И Елене нравилась эта забавная ситуация, и она смеялась, держась за спину, сидя на земле и никуда не спеша. Ее смех не был заливистым или каким-то будоражащим, но он определенно заражал, и сидящий рядом, осознав всю нелепость положения, тоже не смог сдержать положительных эмоций.
Девушка выдохнула, посмотрела на мужчину и снова улыбнулась. Смущение, стеснение, время — все исчезло. Не осталось ничего, кроме настоящего.
— Может, нам лучше встать, а то тут будет целая очередь?
Гилберт кивнула, медленно начиная подниматься. Они оба ушиблись, и их эпическое поднятие было еще нелепее их падения. Долго покорячившись, повздыхая и поохая, они все-таки поднялись, снова рассмеялись. Окружающие проходили мимо, оглядываясь и тоже не в состоянии скрыть улыбок. Быть может, чудес и не бывает, но атмосфера ожидания чуда определенно есть.

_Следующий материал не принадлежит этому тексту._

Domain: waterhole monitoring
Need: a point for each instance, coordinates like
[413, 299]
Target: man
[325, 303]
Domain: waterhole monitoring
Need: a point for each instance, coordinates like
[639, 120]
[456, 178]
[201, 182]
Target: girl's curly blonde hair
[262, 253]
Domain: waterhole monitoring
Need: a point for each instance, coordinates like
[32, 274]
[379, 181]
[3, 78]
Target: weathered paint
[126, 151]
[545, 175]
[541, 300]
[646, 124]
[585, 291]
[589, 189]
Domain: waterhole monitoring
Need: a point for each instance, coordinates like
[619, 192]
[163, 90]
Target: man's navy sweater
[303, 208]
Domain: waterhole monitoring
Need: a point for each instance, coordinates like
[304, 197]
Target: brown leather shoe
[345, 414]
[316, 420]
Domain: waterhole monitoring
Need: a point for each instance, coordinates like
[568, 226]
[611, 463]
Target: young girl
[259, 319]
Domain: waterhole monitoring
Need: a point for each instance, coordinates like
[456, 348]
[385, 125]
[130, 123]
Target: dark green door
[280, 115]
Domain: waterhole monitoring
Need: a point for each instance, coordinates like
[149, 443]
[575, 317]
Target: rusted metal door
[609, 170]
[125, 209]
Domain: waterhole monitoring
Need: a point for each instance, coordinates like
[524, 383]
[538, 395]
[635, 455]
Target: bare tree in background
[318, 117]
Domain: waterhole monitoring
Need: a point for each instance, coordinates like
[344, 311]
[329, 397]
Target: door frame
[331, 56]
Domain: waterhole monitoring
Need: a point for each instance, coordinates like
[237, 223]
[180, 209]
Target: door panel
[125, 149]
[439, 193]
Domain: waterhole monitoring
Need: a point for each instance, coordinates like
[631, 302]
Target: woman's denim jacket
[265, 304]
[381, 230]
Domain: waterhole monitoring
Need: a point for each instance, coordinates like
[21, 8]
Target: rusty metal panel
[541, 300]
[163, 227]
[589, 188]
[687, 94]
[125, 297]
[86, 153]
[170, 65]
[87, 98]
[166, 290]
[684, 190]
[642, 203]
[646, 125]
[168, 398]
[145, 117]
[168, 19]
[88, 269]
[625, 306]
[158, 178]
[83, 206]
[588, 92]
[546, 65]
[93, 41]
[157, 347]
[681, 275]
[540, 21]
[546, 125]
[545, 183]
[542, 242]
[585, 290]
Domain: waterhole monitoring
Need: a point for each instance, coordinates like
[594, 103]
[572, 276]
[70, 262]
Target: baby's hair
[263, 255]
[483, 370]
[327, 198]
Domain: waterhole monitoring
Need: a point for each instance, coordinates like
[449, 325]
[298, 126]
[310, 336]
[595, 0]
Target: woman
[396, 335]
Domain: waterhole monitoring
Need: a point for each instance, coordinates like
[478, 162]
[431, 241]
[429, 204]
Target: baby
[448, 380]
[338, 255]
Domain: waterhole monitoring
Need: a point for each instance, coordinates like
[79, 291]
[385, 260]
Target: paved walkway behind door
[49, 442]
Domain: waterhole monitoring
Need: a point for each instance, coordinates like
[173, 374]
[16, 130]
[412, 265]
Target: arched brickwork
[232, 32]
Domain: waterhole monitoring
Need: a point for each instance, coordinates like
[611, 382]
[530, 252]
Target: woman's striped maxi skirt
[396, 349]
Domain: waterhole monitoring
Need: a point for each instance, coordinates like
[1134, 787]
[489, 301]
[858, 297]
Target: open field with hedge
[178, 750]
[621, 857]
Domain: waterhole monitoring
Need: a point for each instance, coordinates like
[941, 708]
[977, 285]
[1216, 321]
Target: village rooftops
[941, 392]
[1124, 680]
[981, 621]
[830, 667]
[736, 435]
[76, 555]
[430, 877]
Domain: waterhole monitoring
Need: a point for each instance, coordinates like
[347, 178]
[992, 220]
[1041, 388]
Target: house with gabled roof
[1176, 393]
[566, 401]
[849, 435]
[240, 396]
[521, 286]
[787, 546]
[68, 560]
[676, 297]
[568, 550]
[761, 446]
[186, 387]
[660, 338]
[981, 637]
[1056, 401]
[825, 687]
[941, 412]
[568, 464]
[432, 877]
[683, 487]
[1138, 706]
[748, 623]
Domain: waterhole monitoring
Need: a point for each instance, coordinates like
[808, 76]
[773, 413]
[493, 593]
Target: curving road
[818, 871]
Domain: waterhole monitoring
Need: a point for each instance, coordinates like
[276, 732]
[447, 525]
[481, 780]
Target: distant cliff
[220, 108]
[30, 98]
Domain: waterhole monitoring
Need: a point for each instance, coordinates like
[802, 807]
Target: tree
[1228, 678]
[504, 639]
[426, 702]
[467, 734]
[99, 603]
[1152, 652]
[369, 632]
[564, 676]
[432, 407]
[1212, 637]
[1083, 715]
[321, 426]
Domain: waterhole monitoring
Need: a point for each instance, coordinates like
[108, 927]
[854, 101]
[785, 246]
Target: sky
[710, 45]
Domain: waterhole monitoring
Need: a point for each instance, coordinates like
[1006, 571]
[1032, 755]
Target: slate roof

— Это называется, — девушка принялась отряхиваться, — не можешь сра…
Она быстро посмотрела на мужчину, а потом тут же добавила:
— Впрочем, это неважно.
Елена перестала стесняться незнакомых людей. Скорее всего, это влияние Деймона. Скорее всего, это последствия Деймона. Побочный эффект, если хотите. Осложнения, если вам недостаточно.
— Вы-то как? — спросил он. Гилберт засунула руки в карманы и взглянула на мужчину. Он был значительно моложе, чем ей показалось на первый взгляд. Он не был похож ни на Тайлера, ни на Деймона, и это радовало: неприятных ассоциаций удастся избежать. — Сильно ударились?